Leslie Clark

Personal information
- Full name: Leslie Gordon Clark
- Born: 30 December 1903 Christchurch, New Zealand
- Died: 26 September 1974 (aged 70) Wellington, New Zealand
- Role: Wicket-keeper
- Relations: Alan Clark (son)

Domestic team information
- 1929/30: Otago

Umpiring information
- Tests umpired: 2 (1956)
- Source: Cricinfo, 3 July 2013

= Leslie Clark (umpire) =

New Zealand cricket umpire

Leslie Gordon "Barney" Clark (30 December 1903 – 26 September 1974) was a New Zealand cricket umpire. He stood in two Test matches in 1956. He also played two first-class matches for Otago in the 1929–30 season. He was the father of cricketer Alan Clark who played for Otago and Auckland.

Clark was born at Christchurch in 1903 and educated at Lyttleton District High School. He played club cricket in Wellington for Midland Cricket Club before moving to Invercargill in 1929. He played as a wicket-keeper and was described as "one of ... the most outstanding cricketers" in the club side when he returned to Wellington in January 1930 where he captained Midland Cricket Club. he also played rugby union as a full-back. He had played both of his first-class matches for Otago during the 1929–30 season, making his debut against Auckland over the Christmas period before playing for the side against the touring England Test side over the New Year holiday. On both occasions he played as the side's wicket-keeper, scoring a total of five runs and taking two catches.

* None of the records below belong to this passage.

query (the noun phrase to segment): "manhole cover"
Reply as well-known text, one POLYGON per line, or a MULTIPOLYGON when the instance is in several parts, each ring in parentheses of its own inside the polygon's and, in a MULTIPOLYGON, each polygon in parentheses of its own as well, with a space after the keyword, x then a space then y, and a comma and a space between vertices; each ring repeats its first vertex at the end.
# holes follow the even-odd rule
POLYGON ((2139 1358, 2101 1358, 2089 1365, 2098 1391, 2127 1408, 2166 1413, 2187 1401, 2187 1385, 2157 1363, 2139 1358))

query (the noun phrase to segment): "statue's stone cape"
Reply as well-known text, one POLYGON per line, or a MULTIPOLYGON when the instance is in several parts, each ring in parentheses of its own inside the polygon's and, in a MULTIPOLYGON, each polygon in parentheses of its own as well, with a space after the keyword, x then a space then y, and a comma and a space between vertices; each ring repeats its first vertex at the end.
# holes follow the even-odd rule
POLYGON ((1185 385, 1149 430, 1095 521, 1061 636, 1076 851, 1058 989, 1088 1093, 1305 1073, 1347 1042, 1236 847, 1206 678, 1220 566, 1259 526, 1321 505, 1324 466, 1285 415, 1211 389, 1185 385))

Beginning in the 1951–52 season, Clark stood as an umpire in matches in New Zealand. He stood in two Test matches during the 1955–56 tour by the West Indies and in 1956–57 in both of the first-class matches played by a touring Australian side against the New Zealand side. Overall he umpired nine first-class matches between 1953 and 1957. He continued umpiring at lower levels until 1970 and was the president of the Wellington Cricket Umpires' Association and, at the time of his death, president of the New Zealand Cricket Umpires' Association.

Clark died at Wellington in 1974, aged 70. An obituary was published in the New Zealand Cricket Almanack.